A Polícia Civil de Mato Grosso deflagrou, na manhã desta quarta-feira (4.3), a Operação Smoke para cumprir 15 ordens judiciais contra um grupo investigado por exploração de prestígio e associação criminosa. Entre os alvos estão advogados e um bacharel em Direito suspeitos de integrar o esquema.
As determinações judiciais foram expedidas pelo Núcleo de Justiça 4.0 do Juízo de Garantias de Cuiabá e incluem três mandados de busca e apreensão, três medidas cautelares diversas da prisão e nove ordens de afastamento dos sigilos bancário, fiscal e telemático.
Os investigados são dois advogados regularmente inscritos na Ordem dos Advogados do Brasil e um bacharel em Direito. A OAB acompanhou o cumprimento das buscas nos endereços ligados aos profissionais, em observância às prerrogativas legais da advocacia.

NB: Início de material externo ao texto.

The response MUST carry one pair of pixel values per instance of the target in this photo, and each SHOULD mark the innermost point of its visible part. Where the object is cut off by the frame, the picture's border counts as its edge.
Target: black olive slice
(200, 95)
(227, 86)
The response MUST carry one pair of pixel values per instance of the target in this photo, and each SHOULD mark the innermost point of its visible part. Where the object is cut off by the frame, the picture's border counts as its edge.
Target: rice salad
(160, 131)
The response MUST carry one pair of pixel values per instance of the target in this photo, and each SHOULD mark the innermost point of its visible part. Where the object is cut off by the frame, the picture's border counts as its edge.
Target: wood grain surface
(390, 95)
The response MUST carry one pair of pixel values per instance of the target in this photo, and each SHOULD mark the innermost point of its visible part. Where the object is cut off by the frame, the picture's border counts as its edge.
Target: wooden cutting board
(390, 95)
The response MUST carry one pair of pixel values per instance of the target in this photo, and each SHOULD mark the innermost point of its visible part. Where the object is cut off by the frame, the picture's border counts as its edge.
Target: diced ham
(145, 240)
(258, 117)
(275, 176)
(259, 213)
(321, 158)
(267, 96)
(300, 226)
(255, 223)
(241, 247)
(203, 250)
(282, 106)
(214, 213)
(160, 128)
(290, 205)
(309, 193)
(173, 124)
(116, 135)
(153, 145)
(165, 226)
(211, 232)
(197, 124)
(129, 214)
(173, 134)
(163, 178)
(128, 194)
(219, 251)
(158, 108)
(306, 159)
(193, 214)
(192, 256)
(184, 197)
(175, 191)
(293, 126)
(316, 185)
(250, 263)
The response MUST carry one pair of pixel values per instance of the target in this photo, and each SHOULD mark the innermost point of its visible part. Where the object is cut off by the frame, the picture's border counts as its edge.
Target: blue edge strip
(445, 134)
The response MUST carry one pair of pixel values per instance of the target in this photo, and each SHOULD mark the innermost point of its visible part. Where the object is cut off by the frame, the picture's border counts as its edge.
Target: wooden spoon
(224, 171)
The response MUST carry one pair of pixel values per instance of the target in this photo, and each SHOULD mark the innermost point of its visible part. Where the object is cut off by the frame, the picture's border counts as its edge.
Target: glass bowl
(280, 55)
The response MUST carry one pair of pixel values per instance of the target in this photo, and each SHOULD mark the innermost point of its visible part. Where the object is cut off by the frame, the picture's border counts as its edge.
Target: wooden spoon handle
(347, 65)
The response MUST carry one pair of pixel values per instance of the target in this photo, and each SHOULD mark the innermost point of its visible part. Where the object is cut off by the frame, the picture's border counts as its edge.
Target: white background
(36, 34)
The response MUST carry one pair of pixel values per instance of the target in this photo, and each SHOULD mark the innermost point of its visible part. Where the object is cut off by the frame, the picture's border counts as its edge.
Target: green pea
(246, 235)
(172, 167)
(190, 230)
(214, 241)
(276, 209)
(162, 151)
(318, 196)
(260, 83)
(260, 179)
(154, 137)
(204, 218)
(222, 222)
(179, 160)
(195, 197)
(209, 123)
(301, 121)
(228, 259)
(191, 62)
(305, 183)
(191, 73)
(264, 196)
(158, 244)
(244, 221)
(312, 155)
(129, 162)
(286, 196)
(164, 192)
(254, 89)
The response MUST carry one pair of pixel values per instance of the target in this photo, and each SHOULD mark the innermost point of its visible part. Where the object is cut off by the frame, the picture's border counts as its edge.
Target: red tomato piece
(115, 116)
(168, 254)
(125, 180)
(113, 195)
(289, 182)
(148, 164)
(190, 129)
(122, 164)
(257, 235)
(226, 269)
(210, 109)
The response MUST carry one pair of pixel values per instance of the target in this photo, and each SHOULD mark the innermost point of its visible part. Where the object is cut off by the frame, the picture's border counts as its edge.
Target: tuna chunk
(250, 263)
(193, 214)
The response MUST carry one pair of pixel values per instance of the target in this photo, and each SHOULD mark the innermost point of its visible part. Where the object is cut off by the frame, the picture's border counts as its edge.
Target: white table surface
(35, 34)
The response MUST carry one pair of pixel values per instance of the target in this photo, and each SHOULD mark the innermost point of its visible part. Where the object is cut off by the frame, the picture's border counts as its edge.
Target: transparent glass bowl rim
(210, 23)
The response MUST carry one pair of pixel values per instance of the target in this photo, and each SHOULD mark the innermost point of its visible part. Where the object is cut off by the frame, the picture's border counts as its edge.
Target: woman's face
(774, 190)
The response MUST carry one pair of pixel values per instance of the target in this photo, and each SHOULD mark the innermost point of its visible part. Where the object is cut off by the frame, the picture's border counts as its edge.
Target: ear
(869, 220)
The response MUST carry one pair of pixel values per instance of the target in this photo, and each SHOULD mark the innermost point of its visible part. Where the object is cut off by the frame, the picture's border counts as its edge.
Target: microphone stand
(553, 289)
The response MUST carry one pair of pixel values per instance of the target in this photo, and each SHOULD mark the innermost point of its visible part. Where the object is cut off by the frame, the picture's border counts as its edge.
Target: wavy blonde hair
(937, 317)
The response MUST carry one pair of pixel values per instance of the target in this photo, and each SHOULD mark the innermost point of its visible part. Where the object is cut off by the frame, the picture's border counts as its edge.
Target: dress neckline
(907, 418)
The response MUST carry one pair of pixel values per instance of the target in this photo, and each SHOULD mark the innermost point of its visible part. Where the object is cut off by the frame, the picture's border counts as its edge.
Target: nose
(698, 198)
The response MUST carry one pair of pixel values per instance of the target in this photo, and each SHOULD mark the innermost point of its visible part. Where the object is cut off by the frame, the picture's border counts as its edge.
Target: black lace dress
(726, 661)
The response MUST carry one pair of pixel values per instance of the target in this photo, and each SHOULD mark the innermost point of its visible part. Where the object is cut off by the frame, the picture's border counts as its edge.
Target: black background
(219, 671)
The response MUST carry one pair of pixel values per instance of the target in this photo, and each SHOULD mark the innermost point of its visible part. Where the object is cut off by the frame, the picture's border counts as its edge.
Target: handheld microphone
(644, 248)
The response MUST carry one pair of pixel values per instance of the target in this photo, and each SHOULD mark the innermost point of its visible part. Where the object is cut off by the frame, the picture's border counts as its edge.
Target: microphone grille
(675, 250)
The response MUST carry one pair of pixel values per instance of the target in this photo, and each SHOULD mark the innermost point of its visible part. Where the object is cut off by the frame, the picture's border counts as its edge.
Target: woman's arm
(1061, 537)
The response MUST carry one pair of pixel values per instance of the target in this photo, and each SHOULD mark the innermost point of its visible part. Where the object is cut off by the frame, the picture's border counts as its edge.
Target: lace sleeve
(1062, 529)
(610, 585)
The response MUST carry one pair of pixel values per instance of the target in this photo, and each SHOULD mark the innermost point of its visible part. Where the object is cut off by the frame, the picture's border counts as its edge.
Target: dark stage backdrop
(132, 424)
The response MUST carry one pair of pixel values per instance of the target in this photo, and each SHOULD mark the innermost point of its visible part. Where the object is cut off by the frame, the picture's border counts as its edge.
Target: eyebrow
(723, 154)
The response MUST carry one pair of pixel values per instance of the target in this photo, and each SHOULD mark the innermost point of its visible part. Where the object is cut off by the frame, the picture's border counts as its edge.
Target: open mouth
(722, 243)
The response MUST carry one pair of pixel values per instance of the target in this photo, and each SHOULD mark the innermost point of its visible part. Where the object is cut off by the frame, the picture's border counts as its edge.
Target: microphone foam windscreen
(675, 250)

As diligências foram realizadas nos bairros Pico do Amor, Santa Rosa e Residencial Coxipó, na Capital.
Investigações
Conforme apurado pela Delegacia Especializada de Estelionato de Cuiabá, o grupo abordava familiares de pessoas presas e prometia obter decisões judiciais favoráveis, alegando possuir influência junto a integrantes do Poder Judiciário.

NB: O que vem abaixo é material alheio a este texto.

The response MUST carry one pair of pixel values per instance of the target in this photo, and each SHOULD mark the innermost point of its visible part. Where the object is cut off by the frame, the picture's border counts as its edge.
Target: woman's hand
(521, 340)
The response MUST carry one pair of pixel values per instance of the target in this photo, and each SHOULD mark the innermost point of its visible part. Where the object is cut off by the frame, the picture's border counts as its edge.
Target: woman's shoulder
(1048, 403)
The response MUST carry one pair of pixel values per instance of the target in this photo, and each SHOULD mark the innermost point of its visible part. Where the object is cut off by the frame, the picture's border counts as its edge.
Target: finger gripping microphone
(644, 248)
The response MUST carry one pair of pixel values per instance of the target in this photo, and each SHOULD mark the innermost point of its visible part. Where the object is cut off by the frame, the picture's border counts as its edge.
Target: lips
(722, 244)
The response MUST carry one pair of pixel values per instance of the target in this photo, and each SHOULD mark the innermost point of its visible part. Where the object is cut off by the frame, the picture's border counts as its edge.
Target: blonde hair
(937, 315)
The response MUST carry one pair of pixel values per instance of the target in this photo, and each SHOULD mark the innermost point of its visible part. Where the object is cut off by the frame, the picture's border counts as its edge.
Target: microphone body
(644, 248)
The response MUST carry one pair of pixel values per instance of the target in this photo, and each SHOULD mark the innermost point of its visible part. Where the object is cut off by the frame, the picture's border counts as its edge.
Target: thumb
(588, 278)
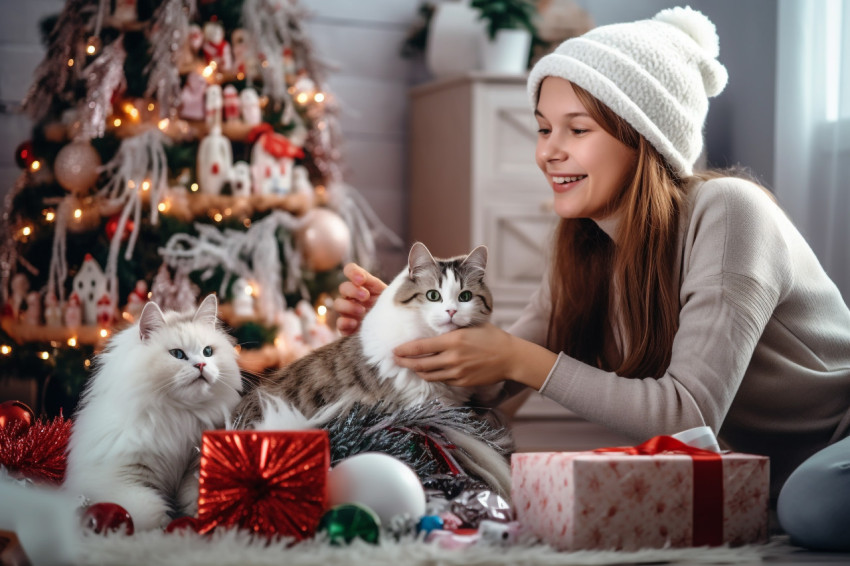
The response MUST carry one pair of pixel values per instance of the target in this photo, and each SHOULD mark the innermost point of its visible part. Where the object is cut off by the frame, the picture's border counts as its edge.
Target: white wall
(363, 38)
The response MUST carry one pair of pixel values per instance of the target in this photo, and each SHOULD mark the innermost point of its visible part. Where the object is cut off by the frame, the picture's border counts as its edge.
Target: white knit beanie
(656, 74)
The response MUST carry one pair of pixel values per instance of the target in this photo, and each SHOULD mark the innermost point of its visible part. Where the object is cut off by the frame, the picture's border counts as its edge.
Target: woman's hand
(358, 295)
(480, 355)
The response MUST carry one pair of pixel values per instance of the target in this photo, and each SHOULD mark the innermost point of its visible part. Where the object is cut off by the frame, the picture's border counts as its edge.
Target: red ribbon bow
(708, 484)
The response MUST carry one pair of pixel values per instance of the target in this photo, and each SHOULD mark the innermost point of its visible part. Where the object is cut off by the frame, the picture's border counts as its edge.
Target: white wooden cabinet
(474, 180)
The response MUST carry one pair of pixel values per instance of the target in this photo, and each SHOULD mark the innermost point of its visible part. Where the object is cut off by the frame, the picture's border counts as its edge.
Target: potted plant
(509, 31)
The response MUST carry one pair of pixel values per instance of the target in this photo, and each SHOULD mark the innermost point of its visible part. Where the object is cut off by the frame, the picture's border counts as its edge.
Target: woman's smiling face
(586, 166)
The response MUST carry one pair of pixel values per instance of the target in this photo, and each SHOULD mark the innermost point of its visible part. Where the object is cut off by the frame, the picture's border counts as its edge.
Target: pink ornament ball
(77, 167)
(324, 240)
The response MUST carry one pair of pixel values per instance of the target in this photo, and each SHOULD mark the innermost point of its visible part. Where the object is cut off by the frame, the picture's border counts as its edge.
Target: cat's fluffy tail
(480, 459)
(280, 415)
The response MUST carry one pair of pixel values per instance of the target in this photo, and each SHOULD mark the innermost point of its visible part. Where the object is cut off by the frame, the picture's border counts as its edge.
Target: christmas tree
(177, 150)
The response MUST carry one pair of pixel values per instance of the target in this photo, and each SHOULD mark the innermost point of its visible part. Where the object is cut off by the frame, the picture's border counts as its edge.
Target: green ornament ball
(348, 521)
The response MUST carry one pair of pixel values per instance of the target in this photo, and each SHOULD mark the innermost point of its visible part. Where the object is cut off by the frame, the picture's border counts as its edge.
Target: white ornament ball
(77, 167)
(384, 484)
(324, 240)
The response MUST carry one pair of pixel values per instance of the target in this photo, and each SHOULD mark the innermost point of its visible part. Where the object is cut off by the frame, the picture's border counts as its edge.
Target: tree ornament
(90, 285)
(77, 167)
(17, 414)
(24, 155)
(343, 523)
(104, 518)
(249, 101)
(231, 103)
(324, 240)
(215, 160)
(385, 484)
(213, 105)
(272, 159)
(216, 49)
(192, 97)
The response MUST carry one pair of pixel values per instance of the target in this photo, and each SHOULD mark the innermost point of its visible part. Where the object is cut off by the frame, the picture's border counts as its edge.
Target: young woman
(673, 300)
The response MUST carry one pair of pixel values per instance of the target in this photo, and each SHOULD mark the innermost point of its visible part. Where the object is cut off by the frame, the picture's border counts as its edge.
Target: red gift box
(272, 482)
(660, 493)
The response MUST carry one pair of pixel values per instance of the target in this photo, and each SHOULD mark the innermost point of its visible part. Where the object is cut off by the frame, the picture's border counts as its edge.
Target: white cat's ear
(477, 258)
(208, 311)
(419, 260)
(150, 320)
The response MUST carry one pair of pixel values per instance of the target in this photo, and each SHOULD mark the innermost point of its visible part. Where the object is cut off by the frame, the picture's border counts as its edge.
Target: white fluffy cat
(158, 385)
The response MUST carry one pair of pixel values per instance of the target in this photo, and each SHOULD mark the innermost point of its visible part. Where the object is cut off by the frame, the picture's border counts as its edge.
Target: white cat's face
(191, 361)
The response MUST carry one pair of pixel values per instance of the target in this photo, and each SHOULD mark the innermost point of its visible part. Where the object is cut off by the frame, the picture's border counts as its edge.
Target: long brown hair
(641, 266)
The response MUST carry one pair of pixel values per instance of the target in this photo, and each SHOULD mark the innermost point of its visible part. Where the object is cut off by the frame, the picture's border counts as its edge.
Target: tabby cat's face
(447, 294)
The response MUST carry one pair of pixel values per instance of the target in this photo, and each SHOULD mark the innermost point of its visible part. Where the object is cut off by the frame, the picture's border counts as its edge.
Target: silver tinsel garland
(252, 255)
(54, 75)
(169, 33)
(103, 77)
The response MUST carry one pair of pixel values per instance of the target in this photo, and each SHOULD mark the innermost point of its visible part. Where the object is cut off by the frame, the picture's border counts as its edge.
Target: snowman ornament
(215, 161)
(89, 285)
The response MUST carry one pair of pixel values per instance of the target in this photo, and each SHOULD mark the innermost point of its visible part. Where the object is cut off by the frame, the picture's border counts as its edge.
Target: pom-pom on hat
(656, 74)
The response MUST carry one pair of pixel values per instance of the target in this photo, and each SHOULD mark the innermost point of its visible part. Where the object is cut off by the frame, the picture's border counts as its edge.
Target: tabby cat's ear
(208, 311)
(419, 260)
(150, 321)
(477, 259)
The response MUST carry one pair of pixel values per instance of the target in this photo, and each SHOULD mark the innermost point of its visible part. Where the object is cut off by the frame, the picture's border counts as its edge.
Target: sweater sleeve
(734, 271)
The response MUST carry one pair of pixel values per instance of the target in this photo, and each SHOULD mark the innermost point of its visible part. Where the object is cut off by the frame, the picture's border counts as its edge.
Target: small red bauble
(183, 524)
(16, 412)
(112, 227)
(107, 517)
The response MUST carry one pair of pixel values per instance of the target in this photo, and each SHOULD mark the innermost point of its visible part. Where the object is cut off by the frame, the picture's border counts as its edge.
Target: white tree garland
(252, 255)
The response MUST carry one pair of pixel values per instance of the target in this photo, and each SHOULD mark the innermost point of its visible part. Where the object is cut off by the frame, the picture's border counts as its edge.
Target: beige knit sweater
(762, 354)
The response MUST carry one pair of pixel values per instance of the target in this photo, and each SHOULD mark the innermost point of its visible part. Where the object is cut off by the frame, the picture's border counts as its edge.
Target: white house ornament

Em troca, exigia pagamentos elevados sob a justificativa de que os valores seriam repassados a terceiros com suposta capacidade de interferir nos julgamentos. As negociações ocorriam por meio de encontros presenciais e aplicativos de mensagens, com recomendação de sigilo absoluto nas conversas.
Medidas cautelares
Além das buscas, o Judiciário determinou medidas como comparecimento periódico em juízo, proibição de contato entre os investigados e testemunhas, impedimento de sair da comarca sem autorização, entrega de passaporte e monitoramento eletrônico.
A instalação de tornozeleiras eletrônicas foi realizada com apoio da Polícia Penal, com o objetivo de assegurar o controle dos deslocamentos e evitar possível reiteração criminosa.
As quebras de sigilo bancário, fiscal e telemático visam aprofundar a análise das movimentações financeiras e das comunicações dos investigados, permitindo rastrear a origem e o destino dos valores supostamente obtidos e mapear a dinâmica do grupo.
Nome da operação
O nome Smoke faz referência à expressão associada ao crime de exploração de prestígio, popularmente conhecida como “venda de fumaça”, termo utilizado para descrever a promessa de influência inexistente ou indevida junto a autoridades públicas em troca de vantagem econômica.